The Cayman Islands government is considering abolishing the term limit imposed on foreign employees. With no more restrictions on their residency limits, these employees would likely feel much better about purchasing property. We are eager to see if even news of the possibility of such a suspension might spur...
In 2004 the government enacted new legislation that limits the number of years a foreigner on a work visa can take up residency. The term limit of seven years allows foreign employees to fill a position with a measure of stability for both the employer and employee. After the seven years, the employee is required to leave, a method designed to protect the employment opportunities of Caymanians and regulate the process by which foreign nationals can become permanent residents.
Following Hurricane Ivan in late 2004, thousands of new employees came to the islands to fill the huge number of new jobs needed to bring the country back to recovery.
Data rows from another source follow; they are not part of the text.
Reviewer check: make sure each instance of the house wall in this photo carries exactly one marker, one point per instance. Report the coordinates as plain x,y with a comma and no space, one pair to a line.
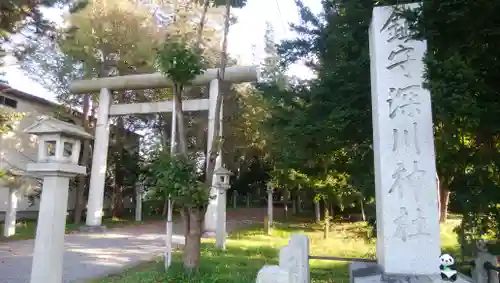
17,149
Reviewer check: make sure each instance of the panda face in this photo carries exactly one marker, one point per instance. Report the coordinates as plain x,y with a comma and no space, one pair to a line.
446,260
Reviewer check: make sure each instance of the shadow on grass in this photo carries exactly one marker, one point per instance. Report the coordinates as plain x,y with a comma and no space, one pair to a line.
236,264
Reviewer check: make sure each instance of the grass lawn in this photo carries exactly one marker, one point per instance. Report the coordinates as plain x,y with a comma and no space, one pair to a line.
247,251
26,229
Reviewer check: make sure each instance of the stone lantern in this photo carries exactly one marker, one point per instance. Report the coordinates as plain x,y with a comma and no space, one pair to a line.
59,146
222,177
139,191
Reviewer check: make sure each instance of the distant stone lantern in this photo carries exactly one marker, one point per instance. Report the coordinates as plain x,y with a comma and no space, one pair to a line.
222,176
59,146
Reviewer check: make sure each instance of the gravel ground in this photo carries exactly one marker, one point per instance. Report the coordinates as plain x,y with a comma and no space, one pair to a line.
90,256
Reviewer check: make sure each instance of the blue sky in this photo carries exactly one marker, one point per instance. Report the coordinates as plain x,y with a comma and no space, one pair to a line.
247,32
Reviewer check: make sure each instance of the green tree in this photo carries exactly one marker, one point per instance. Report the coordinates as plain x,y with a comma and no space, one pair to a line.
463,77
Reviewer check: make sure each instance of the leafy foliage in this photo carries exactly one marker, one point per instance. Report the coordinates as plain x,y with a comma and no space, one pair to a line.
7,118
176,176
180,62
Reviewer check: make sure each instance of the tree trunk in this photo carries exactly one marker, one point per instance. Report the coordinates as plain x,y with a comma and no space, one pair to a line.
185,223
216,141
82,179
180,121
119,184
444,199
193,240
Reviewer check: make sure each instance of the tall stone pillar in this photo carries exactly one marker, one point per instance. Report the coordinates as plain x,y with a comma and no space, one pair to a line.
99,164
211,214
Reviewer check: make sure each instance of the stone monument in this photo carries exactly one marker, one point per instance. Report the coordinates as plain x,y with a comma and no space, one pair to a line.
270,205
59,146
221,176
139,191
408,240
293,264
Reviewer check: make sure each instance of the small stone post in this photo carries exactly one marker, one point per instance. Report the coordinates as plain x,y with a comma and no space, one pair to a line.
270,204
235,199
9,228
222,182
299,203
59,146
479,273
139,190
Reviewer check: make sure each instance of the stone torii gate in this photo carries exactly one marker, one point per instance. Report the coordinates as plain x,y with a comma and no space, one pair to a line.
105,86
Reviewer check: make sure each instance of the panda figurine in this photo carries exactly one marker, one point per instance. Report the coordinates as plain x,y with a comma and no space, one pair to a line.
447,271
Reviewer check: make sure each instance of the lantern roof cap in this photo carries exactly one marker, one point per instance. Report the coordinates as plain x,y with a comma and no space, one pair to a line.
51,125
223,171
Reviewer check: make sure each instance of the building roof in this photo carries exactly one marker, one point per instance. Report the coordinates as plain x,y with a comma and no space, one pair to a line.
50,125
5,88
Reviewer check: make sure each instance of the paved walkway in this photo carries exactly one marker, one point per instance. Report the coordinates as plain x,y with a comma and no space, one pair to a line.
90,256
This group are now at their term limit and their leaving would create a large hole in our economy. Government responded by passing a new law which exempts the employees in this window from the seven year limit.
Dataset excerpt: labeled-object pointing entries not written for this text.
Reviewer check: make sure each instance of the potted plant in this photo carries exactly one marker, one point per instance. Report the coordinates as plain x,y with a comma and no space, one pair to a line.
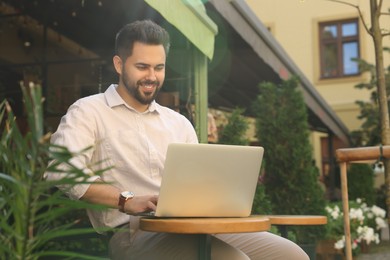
291,177
30,207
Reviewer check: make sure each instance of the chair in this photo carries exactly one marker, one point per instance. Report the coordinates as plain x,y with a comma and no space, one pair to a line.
205,227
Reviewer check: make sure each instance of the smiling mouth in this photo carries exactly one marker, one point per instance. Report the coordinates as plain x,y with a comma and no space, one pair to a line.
148,86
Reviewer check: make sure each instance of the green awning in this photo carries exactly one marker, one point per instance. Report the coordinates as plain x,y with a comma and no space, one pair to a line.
190,18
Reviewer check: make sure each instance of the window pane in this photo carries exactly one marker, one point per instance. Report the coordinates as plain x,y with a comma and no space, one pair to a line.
330,60
329,32
350,50
349,29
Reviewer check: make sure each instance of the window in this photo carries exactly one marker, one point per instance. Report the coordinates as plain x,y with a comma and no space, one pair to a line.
339,44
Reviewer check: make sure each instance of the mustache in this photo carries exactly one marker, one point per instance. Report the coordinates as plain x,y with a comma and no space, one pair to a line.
149,82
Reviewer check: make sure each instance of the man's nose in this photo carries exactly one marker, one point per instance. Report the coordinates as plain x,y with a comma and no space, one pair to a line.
152,74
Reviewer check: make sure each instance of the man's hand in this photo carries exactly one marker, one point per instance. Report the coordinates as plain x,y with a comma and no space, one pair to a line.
141,204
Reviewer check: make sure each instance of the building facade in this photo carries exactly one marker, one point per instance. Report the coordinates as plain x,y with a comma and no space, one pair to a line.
322,37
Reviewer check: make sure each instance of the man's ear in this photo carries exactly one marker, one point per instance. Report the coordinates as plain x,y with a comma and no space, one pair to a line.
117,64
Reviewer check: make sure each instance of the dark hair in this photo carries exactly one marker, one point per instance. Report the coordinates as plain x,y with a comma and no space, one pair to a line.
144,31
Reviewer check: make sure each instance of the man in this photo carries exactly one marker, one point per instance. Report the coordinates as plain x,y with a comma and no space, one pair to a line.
131,132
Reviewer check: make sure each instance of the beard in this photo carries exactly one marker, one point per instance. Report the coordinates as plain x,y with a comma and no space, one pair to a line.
134,89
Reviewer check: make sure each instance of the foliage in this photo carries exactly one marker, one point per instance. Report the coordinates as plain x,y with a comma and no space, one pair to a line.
30,207
261,203
234,131
291,178
361,183
369,134
365,223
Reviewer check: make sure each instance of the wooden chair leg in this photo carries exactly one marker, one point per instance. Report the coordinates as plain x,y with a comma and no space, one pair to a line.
344,195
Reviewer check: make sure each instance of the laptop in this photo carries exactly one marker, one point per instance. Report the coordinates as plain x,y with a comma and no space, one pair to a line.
209,180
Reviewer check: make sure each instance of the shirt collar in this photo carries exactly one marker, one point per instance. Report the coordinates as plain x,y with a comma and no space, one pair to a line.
114,99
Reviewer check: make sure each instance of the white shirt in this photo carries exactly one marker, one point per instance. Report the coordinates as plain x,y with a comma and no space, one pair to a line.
133,143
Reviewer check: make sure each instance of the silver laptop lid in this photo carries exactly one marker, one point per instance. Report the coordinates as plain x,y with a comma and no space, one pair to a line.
209,180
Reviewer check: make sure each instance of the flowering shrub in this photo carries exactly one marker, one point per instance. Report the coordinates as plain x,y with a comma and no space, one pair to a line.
365,224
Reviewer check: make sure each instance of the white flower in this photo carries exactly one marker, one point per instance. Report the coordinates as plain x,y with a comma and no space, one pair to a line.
356,214
340,244
334,212
355,244
379,212
368,234
380,223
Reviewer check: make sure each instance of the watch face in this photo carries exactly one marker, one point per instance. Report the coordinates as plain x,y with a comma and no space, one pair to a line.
127,194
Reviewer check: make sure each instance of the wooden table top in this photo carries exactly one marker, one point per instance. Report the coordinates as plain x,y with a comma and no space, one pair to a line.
297,219
205,225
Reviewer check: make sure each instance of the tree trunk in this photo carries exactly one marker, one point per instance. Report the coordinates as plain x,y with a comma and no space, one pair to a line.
382,95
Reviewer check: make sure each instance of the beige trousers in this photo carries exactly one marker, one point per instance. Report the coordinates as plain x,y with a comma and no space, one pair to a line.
164,246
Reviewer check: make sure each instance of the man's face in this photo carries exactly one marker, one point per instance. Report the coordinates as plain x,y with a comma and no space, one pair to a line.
143,72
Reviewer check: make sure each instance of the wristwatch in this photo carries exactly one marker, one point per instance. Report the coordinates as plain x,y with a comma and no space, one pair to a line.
123,197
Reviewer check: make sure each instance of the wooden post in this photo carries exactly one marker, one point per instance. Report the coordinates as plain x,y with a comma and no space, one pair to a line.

In the process, the debate over immigration policies has started anew. From many quarters of Cayman’s business sector, complaints are being heard about the negative impact the term limit has on local business. Requiring people to leave discourages residents from buying their own homes, and causes a drop in revenue from critical business such as groceries, pharmacies, household goods and services and the like.
Cayman’s realtors have wished for a long time that residents who prove themselves over seven years with a good employment record and clean police report would be rewarded with the opportunity to stay indefinitely. While it is only talk for now, even the talk of suspending the term limit is exciting enough to raise our hopes that longer-term residency could help rebuild the real estate market.